Marble began leading the way back to the vault and recovered Celestia’s saddlebags while she picked up the steel sphere that still contained the cloak of feathers.

With their effects gathered, they made their way outside and found a pair of trees to set their hammock up for the night. Once that was done, Celestia dropped the massive sphere to the ground, where very little could move it, and flopped into their shelter.

Marble joined her a moment later and sighed. “How did this whole thing happen?”

“I wanted a vacation,” Celestia said.

“Vacation?” he repeated.

“Yeah.”

“And you decided to go to the jungle?”

“I don’t get the chance to do reckless, questionably-dangerous actions while also being the highly respectable and responsible Princess. Or, Duchess, I suppose. The point is, it’s hard to let your mane down where you’re royalty.”

“And so you decided to brave a jungle instead?”

“It mostly worked out,” she said in her defense. “I just had two problems, and you were there for both of them.”

Marble shook his head. “That doesn’t make that better.”

“Maybe not,” she admitted. “But I had a chance to let loose and pretend to be normal.”

“You have a bizarre definition of ‘normal,’ Lady Celestia.”

She grimaced. “Don’t call me that. I’m not ready to go back to that life just yet.”

Marble glanced at her. “You don’t want to go back to a life of being retired?”

“It’s not that I’m retired, Marble,” she said with a sigh. “It’s that I’m Celestia. Perfect, untouchable, all-powerful Celestia. Ever since I abdicated, I’ve been hounded by the press asking what my opinion is on every single thing Twilight does. As though I haven’t been training her to take the throne for a decade or so, mind you. Sky above, the only time I haven’t been chased down to ask for my opinion was when I started this little trip.
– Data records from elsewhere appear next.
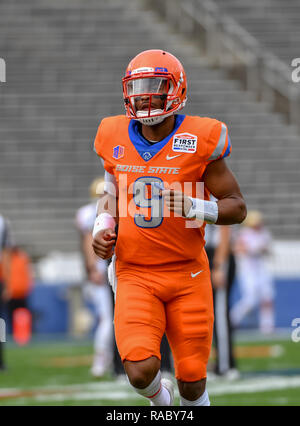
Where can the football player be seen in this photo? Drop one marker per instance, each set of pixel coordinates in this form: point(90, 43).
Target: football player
point(155, 161)
point(96, 290)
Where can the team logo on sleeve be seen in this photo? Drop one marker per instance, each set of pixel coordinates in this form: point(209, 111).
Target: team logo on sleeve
point(118, 152)
point(185, 142)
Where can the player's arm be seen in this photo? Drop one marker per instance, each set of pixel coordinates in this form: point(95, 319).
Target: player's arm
point(220, 181)
point(104, 234)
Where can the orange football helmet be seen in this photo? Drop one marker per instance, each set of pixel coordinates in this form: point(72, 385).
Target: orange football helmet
point(154, 73)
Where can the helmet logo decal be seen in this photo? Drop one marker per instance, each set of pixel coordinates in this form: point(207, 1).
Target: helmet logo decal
point(118, 152)
point(140, 70)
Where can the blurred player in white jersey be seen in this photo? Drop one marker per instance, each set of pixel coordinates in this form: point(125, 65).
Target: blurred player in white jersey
point(256, 284)
point(96, 289)
point(222, 263)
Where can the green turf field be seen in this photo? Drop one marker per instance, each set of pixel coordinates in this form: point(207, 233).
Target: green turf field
point(57, 373)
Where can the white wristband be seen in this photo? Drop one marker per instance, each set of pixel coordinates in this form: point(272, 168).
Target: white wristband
point(103, 221)
point(203, 210)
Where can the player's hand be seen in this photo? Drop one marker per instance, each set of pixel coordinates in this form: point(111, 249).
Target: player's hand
point(218, 278)
point(177, 201)
point(103, 243)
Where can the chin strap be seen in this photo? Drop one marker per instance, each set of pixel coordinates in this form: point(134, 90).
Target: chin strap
point(151, 121)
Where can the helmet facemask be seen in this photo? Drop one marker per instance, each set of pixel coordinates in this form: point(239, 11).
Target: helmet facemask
point(150, 98)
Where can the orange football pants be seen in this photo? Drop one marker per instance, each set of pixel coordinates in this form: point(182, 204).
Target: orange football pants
point(176, 299)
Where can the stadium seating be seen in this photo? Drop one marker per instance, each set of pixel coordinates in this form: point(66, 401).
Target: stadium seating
point(65, 60)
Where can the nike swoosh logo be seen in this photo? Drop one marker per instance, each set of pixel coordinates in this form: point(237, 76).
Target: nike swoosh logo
point(173, 156)
point(196, 273)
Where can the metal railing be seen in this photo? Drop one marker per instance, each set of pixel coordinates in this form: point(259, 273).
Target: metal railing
point(230, 46)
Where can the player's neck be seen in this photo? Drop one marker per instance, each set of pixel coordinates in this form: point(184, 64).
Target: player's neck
point(159, 131)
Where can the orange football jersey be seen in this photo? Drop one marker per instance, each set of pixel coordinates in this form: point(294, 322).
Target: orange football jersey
point(148, 233)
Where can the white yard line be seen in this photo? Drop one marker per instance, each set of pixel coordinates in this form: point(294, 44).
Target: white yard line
point(117, 391)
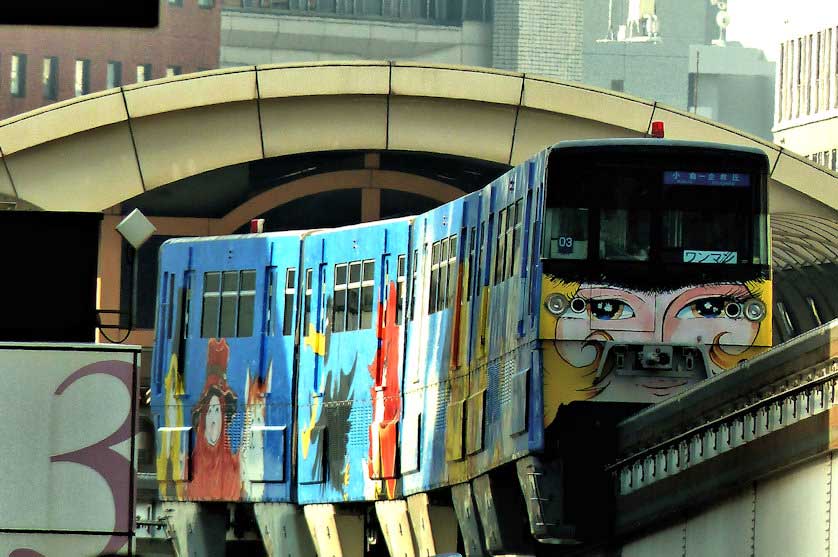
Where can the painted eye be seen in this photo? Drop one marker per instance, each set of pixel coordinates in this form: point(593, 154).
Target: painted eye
point(611, 309)
point(706, 308)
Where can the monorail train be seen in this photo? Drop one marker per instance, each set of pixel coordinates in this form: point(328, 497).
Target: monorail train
point(386, 359)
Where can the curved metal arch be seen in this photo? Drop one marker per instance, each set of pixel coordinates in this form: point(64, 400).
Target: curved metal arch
point(333, 181)
point(147, 135)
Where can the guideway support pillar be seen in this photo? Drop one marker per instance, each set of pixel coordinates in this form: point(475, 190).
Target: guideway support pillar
point(197, 529)
point(284, 531)
point(434, 526)
point(468, 520)
point(335, 534)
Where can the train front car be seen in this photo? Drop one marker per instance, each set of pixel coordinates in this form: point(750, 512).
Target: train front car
point(656, 276)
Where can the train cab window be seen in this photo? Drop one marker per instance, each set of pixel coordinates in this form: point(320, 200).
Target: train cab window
point(367, 288)
point(624, 234)
point(566, 233)
point(290, 291)
point(703, 230)
point(401, 278)
point(247, 298)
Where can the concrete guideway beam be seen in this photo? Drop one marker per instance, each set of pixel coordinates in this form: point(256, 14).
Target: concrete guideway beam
point(147, 135)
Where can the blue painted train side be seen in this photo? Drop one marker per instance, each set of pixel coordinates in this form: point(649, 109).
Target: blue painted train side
point(368, 373)
point(223, 368)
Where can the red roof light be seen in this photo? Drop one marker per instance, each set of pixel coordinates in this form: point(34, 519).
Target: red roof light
point(657, 129)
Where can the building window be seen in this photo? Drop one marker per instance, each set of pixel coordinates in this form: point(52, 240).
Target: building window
point(50, 78)
point(114, 77)
point(143, 72)
point(82, 77)
point(17, 83)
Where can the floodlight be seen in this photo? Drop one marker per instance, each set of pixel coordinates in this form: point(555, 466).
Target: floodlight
point(135, 228)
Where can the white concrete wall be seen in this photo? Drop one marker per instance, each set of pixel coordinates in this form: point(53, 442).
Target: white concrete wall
point(251, 38)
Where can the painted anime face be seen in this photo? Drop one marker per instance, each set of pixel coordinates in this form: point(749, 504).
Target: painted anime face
point(694, 315)
point(212, 421)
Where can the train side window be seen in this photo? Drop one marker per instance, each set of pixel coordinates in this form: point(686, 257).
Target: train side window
point(471, 263)
point(169, 299)
point(432, 291)
point(269, 324)
point(339, 306)
point(452, 271)
point(367, 289)
point(442, 288)
point(183, 317)
point(515, 239)
point(482, 279)
point(290, 292)
point(247, 303)
point(510, 243)
point(187, 284)
point(500, 247)
point(211, 305)
point(353, 296)
point(229, 295)
point(307, 303)
point(401, 277)
point(414, 277)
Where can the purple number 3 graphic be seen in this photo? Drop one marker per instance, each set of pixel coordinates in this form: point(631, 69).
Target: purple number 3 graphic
point(100, 457)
I had to disguise myself and then walk into a jungle just so I wouldn’t have somepony asking me for my opinion.”

She sighed again and closed her eyes as she leaned back in the hammock. “I just want to not be important anymore.”

Marble shook his head. “I don’t think that’s going to happen, Celestia. You’ll always be important to someone,” he smirked before muttering, “even if it’s just to me.”

Celestia opened one of her eyes to stare at him.

“Sorry, that was pretty forward, and I—”

Celestia’s leg hooked around his neck and pulled him down into a hug. When he didn’t pull away, Celestia held him close and brought her muzzle up to his, slowly getting closer and closer until their lips would brush against each other if they moved.

Marble blinked and stared into Celestia’s deep, brilliant, magenta eyes.

Sunny’s eyes.

They stared at each other for a brief moment that stretched on forever.

Celestia smiled. She made her intentions clear, and now she closed her eyes.

Marble took a breath, inhaling the scent of a mare that spent the past five or six weeks running through a jungle.

He leaned forward and kissed her.

And the day passed by without a single problem in the world.